Search code examples
profilingvalgrindcallgrind

Is callgrind profiling influenced by other processes?


I'd like to profile my application using callgrind. Now, since it takes a very long time, in the meanwhile I go on with web-browsing, compiling and other intensive tasks on the same machine.

Am I biasing the profiling results? I'm expecting that, since valgrind uses a simulated CPU, other external processes should not interfere with valgrind execution. Am I right?


Solution

  • By default, Callgrind does not record anything related to time, so you can expect all collected metrics to (mostly) be independent of other processes on the machine. As the Callgrind manual states,

    By default, the collected data consists of the number of instructions executed, their relationship to source lines, the caller/callee relationship between functions, and the numbers of such calls.
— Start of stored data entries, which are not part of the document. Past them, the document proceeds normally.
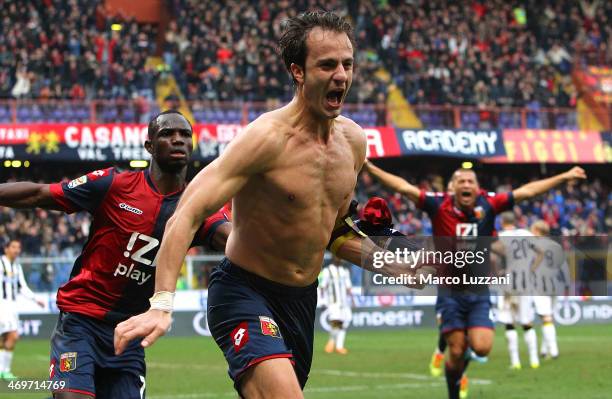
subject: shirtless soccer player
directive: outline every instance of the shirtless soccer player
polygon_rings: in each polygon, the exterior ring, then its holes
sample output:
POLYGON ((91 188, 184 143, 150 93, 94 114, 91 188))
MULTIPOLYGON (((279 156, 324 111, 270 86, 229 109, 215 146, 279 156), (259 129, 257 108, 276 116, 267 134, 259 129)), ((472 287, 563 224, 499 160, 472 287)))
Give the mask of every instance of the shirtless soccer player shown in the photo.
MULTIPOLYGON (((457 240, 491 237, 495 231, 495 215, 568 180, 586 178, 582 168, 574 167, 511 192, 495 194, 480 189, 476 172, 472 169, 458 169, 453 173, 453 192, 449 194, 426 193, 370 162, 366 163, 366 169, 385 186, 403 194, 427 212, 432 220, 434 236, 456 237, 457 240)), ((440 331, 450 352, 445 367, 450 399, 459 398, 459 382, 470 360, 469 357, 466 359, 468 348, 478 356, 487 356, 491 351, 494 331, 489 319, 490 307, 488 291, 482 295, 465 294, 460 287, 438 287, 436 312, 441 315, 440 331)))
POLYGON ((352 28, 333 13, 301 14, 284 24, 280 50, 293 100, 249 124, 187 187, 166 227, 151 309, 115 330, 118 353, 136 337, 148 346, 166 332, 189 242, 233 197, 208 322, 234 386, 249 399, 303 397, 325 248, 360 264, 362 246, 373 245, 343 217, 366 152, 363 130, 340 116, 353 79, 352 28))

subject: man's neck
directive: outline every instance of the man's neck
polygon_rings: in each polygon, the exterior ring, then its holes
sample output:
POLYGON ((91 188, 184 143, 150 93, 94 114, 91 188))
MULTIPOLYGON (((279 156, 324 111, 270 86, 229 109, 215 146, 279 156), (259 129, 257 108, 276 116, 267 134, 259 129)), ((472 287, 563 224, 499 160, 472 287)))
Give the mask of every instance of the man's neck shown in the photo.
POLYGON ((6 259, 8 259, 8 261, 11 262, 11 263, 14 263, 15 259, 17 259, 17 258, 12 258, 12 257, 8 256, 7 254, 4 254, 4 256, 6 256, 6 259))
POLYGON ((159 193, 167 195, 179 191, 185 186, 187 167, 178 173, 165 172, 155 161, 152 161, 149 174, 159 193))
POLYGON ((301 94, 296 93, 293 100, 287 104, 289 113, 289 123, 300 130, 306 131, 314 138, 324 142, 329 140, 332 132, 334 119, 322 118, 315 115, 306 105, 306 101, 301 97, 301 94))
MULTIPOLYGON (((456 196, 455 196, 456 197, 456 196)), ((459 209, 461 212, 469 213, 474 210, 473 206, 463 206, 459 204, 459 202, 455 198, 455 208, 459 209)))

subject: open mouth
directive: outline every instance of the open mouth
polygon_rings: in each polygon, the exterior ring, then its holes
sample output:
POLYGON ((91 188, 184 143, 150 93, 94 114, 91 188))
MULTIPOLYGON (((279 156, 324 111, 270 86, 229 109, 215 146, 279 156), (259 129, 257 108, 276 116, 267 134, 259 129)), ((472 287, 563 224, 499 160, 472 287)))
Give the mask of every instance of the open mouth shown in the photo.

    As such, the metrics Callgrind reports should only depend on what instructions the program is executing on the (simulated) CPU - not on how much time such instructions take. Indeed, many times the output of Callgrind can be somewhat misleading, as the simulated CPU might operate different to the real one (particularly when it comes to branch prediction). The Callgrind paper presented at ICCS 2004 is very clear about this as well:

    We note that the simulation is not able to predict consumed wall clock time, as this would need a detailed simulation of the microarchitecture.

    In any case, however, the simulated CPU is unaffected by what the real CPU is doing. The reason is straightforward. Like you said, your program is not executed on your machine at all. Instead, at runtime, Valgrind dynamically translates your program, that is, it disassembles the binary into "UCode" for an simulated machine, adds analysis code (called instrumentation), then generates binary code that executes the simulation. The addition of analysis code is what makes instruction counting (in Callgrind), memory checking (in Memcheck), and all other plugins possible.
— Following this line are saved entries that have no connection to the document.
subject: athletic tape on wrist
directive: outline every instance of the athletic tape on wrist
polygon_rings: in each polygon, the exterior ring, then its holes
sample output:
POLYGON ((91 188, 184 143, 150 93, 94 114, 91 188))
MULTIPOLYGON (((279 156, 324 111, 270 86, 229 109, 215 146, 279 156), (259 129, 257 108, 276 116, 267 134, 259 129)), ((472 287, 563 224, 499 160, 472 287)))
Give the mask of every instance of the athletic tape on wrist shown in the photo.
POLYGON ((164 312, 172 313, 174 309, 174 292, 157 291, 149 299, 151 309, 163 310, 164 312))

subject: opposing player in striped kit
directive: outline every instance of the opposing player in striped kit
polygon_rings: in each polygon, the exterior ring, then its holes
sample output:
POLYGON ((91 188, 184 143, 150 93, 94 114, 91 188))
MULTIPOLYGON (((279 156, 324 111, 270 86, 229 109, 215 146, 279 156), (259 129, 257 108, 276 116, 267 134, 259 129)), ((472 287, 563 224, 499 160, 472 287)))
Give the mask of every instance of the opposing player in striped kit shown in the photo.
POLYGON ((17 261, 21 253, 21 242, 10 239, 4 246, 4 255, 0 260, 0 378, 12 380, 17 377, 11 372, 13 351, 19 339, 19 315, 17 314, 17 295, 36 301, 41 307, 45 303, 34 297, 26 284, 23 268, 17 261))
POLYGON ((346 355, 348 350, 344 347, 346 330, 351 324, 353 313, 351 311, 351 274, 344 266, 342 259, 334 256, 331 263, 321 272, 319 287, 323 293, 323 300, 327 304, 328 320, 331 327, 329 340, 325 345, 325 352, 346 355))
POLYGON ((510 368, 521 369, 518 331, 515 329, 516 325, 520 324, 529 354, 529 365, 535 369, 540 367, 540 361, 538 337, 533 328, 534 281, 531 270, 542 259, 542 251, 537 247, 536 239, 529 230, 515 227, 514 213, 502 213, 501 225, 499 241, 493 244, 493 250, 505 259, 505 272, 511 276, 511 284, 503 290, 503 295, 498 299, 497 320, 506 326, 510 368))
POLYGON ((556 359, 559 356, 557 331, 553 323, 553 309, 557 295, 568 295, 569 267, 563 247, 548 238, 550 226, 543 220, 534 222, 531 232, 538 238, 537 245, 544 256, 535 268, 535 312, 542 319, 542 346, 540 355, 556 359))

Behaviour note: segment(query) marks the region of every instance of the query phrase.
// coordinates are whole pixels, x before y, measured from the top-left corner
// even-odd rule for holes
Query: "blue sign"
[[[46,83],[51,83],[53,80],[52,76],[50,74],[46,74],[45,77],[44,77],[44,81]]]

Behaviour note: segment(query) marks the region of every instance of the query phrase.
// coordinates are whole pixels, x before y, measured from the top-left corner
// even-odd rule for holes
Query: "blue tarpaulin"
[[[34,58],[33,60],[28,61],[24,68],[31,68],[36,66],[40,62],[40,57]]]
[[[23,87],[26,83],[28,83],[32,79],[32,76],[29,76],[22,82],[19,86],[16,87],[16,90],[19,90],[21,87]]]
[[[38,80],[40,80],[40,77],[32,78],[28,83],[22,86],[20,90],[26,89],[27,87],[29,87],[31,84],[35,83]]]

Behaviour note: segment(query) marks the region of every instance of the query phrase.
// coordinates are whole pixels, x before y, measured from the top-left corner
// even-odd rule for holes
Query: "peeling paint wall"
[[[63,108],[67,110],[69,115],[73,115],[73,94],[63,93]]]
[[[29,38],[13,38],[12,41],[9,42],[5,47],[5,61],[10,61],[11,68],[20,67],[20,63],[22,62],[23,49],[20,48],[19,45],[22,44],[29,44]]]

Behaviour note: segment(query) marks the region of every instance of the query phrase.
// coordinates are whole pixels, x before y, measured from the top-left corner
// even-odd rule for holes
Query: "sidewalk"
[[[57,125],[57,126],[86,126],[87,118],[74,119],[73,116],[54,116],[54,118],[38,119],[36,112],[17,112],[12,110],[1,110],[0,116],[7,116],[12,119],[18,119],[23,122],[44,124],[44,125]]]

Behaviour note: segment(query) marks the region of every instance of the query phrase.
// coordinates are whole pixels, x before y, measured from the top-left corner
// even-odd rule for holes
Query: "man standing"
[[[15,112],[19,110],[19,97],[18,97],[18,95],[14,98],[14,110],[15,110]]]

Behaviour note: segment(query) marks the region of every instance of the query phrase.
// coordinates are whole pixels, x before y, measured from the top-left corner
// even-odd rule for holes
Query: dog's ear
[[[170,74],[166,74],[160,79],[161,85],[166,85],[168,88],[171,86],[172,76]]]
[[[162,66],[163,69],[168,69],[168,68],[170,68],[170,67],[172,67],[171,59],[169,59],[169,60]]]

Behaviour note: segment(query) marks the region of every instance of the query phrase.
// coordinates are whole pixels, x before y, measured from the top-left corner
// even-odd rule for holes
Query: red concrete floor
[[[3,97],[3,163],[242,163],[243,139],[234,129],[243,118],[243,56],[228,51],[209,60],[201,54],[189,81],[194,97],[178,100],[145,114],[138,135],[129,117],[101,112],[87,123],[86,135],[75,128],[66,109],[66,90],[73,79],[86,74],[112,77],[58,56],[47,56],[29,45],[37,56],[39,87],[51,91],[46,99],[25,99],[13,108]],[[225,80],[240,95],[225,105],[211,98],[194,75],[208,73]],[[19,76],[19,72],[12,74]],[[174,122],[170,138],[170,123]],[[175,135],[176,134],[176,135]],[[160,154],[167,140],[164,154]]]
    Therein lies the twist, however. Naturally there are limits to how isolated the program can run in such a dynamic simulation. First, your program might interact with other programs. While the time spent for doing so is irrelevant (as it is not accounted for), the return codes of inter-process communication can certainly change, depending on what else is going on in the system. Second, most system calls need to be run untranslated and their return codes can change as well -- leading to different execution paths of your program and, thus, slightly different metrics being collected. (As an aside, Calgrind offers an option to record the wall clock time spent during syscalls, which will always be affected by what else goes on in the system). More details about these restrictions can be found in the PhD Dissertation of Nicholas Nethercote ("Dynamic Binary Analysis and Instrumentation").